The bottom line is that this MCP forces your AI client to perform structured graph theory analysis instead of general language pattern matching.

1. First, you feed your agent a complex problem and instruct it to map all variables and potential connections into nodes and edges.
2. Next, the MCP executes its five validation checks: ensuring every link is directionally justified, filtering out mere correlation, checking for cycles, and building a coherent graph structure.
3. Finally, the agent can only draw conclusions by tracing a path from one node to another through the validated network. The output proves where the cause-and-effect chain originates.

## Frequently Asked Questions

**How does the Causal-Graph Navigator MCP fix statistical bias?**
It forces the agent to separate simple word co-occurrence from genuine causation. Instead of concluding A causes B because they appear together, it requires proof that a directed edge (A $\to$ B) exists and is mechanistically justified.

**Can Causal-Graph Navigator handle complex feedback loops?**
Yes. It detects illegal cycles (like A causes B causes A) and forces you to model the system using discrete temporal steps, like A at time $t_0$ causing B at time $t_1$. This is crucial for accurate modeling.

**What if my data has missing variables?**
The MCP will detect this. If a path from root to effect cannot be completed because necessary confounders or mediating nodes were omitted, it flags the graph as incomplete and tells you where the gap is.

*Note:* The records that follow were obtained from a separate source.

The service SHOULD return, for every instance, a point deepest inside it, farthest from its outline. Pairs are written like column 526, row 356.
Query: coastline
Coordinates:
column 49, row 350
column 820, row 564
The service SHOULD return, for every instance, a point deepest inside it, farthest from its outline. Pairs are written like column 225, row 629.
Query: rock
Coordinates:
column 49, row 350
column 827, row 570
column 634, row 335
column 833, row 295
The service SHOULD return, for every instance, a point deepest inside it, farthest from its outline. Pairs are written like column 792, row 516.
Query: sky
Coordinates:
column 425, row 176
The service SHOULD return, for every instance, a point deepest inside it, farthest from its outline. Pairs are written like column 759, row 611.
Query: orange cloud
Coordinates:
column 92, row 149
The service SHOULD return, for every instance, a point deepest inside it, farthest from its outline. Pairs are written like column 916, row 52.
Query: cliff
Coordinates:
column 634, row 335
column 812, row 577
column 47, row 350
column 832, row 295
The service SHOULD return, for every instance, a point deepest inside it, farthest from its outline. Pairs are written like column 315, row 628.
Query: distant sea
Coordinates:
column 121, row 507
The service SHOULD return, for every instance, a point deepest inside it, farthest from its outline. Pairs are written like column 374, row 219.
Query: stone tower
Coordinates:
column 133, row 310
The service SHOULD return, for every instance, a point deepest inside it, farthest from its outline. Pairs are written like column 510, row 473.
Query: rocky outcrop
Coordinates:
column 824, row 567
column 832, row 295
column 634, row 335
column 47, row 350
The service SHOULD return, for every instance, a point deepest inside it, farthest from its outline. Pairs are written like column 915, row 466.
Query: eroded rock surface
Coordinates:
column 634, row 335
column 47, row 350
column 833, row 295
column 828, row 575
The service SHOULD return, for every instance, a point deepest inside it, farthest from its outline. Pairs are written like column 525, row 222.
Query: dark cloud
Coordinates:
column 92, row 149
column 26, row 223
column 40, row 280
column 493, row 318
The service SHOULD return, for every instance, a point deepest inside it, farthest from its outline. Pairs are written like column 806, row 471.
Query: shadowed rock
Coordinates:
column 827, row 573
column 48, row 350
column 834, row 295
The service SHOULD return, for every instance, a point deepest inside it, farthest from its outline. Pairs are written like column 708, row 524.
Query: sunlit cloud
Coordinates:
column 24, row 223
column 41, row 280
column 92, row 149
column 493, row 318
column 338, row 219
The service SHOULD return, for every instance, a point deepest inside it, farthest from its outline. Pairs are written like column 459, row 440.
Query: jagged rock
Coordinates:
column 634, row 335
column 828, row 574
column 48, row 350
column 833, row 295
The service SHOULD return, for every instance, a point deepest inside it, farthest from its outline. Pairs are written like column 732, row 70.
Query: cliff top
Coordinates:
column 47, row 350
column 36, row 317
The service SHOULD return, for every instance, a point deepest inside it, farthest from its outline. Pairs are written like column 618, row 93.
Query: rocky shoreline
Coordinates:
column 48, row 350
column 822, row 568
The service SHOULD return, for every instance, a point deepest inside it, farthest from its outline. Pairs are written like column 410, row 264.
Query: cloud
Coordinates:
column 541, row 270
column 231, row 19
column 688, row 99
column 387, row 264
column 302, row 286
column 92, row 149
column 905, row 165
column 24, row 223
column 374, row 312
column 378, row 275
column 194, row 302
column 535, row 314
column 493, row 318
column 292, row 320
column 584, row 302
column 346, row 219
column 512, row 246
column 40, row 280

**Does Causal-Graph Navigator just draw pretty pictures?**
No. It's not a visualization tool first; it's a validation engine. The output validates the structural integrity of your causal hypothesis before any diagram is drawn, ensuring the logic holds up.

**How do I get started using the Causal-Graph Navigator MCP in my existing development workflow?**
You connect it by subscribing to the Vinkius Marketplace. Your agent then accesses its tools directly through your preferred AI client's API layer. Once connected, you simply call `validate_causal` and provide the context for analysis.

**What exact format does the validate_causal tool expect when I input data?**
It requires three distinct inputs: a list of highly specific nodes (variables), proposed directed edges, and a mechanistic justification for every edge. The system will reject vague concepts; everything must be quantifiable or precisely defined.

**What happens if the Causal-Graph Navigator determines that no valid causal path exists?**
The tool doesn't fail; it reports a null path. This means your initial assumptions are flawed, and you need to review your nodes or dependencies. The system flags insufficient data for inference.

**Can the Causal-Graph Navigator handle qualitative or non-numerical variables?**
Yes, it handles abstract concepts, but they must still be treated as distinct, defined nodes. For example, 'Regulatory Approval' works, provided you define how that concept influences other variables.

**Why do LLMs confuse correlation with causation?**
Transformers are trained to predict the next token based on statistical patterns. If two concepts appear together frequently, the model assumes a causal link, ignoring whether one actually influences the other. By forcing graph isolation, we break this associative heuristic.

**What is a cycle error in a causal graph?**
A cycle error happens when entities are circular (e.g. A causes B and B causes A) without discrete temporal steps. In structural causal models, causal dependencies must form a Directed Acyclic Graph (DAG) to allow valid mathematical interventions.

**How does it represent the causal graph?**
The tool maps nodes as distinct string arrays and edges as causal directional pairs (e.g., NodeA -> NodeB). The logic engine validates these relationships before letting the model derive the final path trace.